BFF: "I think my MS, being single, no chance of kids, and the eventually that my walker requirement will turn into a wheelchair requirement triumphs. My insurance alone is over $900 a month and I can't work."
Me: "touche. Let's go grab lunch. It's on me."
My second BFF just had a baby, so it's not like I want to rain on her parade or have her feel like she's walking on eggshells. She's so totally awesome and her baby is as cute as cute can be.
My husband, though tremendously patient with me, doesn't alway understand how this physically and emotionally this affects me. And as many of you know, it's a doozy Nor do I, having been a parent before and not from a culture who puts the highest importance on having children, understand all of his internal turmoil. On dealing with the emotional side of IF, we probably both stuff it down in order to appear brave for the other.
If I tried to discuss things with my mother, then she would be incredibly sad worrying about me. That would only add to my stress. No thanks.

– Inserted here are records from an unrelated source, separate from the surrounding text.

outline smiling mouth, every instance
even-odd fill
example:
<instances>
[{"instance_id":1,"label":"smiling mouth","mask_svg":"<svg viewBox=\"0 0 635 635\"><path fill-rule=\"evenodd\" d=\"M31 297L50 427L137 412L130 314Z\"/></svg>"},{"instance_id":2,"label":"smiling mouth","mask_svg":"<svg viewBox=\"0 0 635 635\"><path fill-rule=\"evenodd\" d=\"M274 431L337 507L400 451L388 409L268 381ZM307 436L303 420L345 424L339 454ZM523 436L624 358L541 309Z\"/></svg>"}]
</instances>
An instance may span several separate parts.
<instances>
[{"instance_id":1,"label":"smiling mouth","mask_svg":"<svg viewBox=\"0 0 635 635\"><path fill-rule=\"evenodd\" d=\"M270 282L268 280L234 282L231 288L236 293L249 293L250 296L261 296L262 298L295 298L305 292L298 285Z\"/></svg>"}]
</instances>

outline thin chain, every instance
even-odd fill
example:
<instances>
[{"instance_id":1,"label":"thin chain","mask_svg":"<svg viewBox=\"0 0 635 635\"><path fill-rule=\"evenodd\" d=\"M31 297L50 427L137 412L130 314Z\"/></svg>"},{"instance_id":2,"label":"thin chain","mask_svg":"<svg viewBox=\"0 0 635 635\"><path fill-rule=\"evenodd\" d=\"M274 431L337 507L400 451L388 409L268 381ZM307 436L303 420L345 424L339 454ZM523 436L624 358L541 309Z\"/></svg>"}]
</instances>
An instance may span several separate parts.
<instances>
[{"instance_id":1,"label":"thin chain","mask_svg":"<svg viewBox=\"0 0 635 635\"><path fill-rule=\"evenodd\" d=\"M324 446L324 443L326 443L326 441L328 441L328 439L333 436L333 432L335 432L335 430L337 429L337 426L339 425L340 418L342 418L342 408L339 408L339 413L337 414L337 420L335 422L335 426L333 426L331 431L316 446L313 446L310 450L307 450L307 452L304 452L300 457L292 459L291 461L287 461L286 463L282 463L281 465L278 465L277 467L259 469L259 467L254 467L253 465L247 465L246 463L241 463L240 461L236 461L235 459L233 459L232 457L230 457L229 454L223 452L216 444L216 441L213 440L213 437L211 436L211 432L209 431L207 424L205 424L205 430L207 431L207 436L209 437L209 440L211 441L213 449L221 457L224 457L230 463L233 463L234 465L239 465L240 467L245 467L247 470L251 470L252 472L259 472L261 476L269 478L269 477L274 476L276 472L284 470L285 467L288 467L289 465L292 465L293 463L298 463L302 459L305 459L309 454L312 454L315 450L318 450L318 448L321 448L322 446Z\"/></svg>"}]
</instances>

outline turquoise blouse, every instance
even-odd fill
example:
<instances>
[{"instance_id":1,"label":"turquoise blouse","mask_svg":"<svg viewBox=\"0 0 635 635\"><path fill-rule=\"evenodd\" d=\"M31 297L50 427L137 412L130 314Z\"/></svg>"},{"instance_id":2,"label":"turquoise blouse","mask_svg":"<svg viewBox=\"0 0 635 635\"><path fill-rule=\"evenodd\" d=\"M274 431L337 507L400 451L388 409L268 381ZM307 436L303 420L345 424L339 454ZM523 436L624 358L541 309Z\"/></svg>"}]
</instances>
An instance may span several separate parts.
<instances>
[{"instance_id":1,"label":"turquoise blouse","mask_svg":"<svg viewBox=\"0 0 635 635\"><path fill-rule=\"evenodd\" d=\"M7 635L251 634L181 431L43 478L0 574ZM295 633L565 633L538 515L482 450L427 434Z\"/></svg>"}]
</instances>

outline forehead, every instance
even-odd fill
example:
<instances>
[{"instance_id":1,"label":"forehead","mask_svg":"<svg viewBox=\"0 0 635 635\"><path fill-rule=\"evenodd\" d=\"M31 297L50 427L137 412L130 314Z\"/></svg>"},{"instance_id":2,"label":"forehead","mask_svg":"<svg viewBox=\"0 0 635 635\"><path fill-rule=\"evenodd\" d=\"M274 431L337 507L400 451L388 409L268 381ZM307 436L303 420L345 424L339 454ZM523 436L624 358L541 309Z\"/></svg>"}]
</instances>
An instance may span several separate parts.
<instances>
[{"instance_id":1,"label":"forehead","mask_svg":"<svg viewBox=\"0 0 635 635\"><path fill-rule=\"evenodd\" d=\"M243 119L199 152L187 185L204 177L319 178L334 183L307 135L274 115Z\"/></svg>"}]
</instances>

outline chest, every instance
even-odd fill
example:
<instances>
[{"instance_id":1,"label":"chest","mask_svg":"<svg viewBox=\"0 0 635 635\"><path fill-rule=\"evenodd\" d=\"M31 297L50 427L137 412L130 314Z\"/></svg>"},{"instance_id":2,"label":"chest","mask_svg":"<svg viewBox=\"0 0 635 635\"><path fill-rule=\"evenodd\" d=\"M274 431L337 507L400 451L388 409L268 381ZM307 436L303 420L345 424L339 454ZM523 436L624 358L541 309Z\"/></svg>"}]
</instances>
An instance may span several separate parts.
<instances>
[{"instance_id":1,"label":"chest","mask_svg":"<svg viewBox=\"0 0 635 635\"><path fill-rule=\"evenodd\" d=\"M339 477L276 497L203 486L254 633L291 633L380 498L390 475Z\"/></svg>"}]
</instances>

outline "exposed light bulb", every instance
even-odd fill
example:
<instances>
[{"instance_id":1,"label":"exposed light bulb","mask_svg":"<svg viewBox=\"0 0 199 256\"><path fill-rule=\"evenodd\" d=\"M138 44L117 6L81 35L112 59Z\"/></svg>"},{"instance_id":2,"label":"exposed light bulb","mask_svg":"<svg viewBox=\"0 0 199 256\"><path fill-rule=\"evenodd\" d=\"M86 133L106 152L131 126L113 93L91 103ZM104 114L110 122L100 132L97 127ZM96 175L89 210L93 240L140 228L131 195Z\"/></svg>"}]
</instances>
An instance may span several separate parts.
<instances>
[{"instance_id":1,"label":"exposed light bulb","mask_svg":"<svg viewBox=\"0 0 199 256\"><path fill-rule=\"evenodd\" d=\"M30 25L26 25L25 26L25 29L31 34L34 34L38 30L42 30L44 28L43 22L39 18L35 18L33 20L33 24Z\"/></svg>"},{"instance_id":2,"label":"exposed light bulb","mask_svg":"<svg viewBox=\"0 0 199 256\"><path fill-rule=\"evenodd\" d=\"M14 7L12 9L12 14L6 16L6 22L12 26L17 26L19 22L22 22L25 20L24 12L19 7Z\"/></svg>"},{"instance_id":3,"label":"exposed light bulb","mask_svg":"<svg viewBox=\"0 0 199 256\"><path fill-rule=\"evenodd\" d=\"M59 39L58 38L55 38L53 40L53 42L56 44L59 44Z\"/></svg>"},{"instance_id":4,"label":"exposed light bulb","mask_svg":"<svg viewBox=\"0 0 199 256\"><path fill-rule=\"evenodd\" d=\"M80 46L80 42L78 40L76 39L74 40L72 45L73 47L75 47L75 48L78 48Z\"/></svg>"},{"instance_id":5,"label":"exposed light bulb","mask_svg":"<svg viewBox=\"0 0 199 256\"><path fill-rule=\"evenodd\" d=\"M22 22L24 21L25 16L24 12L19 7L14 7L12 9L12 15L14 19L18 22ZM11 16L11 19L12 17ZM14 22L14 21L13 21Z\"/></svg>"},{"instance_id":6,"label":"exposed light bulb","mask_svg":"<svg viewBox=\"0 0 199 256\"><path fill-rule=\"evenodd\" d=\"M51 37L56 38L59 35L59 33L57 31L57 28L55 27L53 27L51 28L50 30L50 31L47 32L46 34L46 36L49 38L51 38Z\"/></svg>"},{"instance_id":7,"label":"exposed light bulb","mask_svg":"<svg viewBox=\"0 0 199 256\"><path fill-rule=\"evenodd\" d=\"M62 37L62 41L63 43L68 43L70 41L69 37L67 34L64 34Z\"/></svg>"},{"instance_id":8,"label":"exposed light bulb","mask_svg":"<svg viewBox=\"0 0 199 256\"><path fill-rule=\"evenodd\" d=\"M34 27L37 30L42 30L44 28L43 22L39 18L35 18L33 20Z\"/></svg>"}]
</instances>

In blog land I sometimes worry that I am offending others. In my posts and sometimes my comments; both farthest from what I am actually trying to do. Just trying to convey my thoughts at a particular moment in time. Or trying to avoid feeling sad. Or trying to be helpful. Or funny.
In work and with friends, I'm limited to what I can say. Sometimes because I'm trying to protect myself (lest I am fired for going through IF like I alluded to here) and sometimes I just don't want everyone knowing my business. Nor do I have the desire to be the discussion of gossip as can happen when you have a large group of friends. Nor do I want to be the person that constantly complains and whines as that drives me crazy. Little bits are fine, but when you run into that person who has had problems for soooooo long, it becomes exhausting to talk to them. I certainly don't want to be "that" person.
Yet life goes on. Everyone is busy discussing their kids, sharing fun photos, and doing fun family projects. I'm sure it's a grass-is-greener type thing (after all, we've had some AMAZING travel adventures over the last 4 years), but if I see one more Luvs commercial on Hulu, I'm going to scream.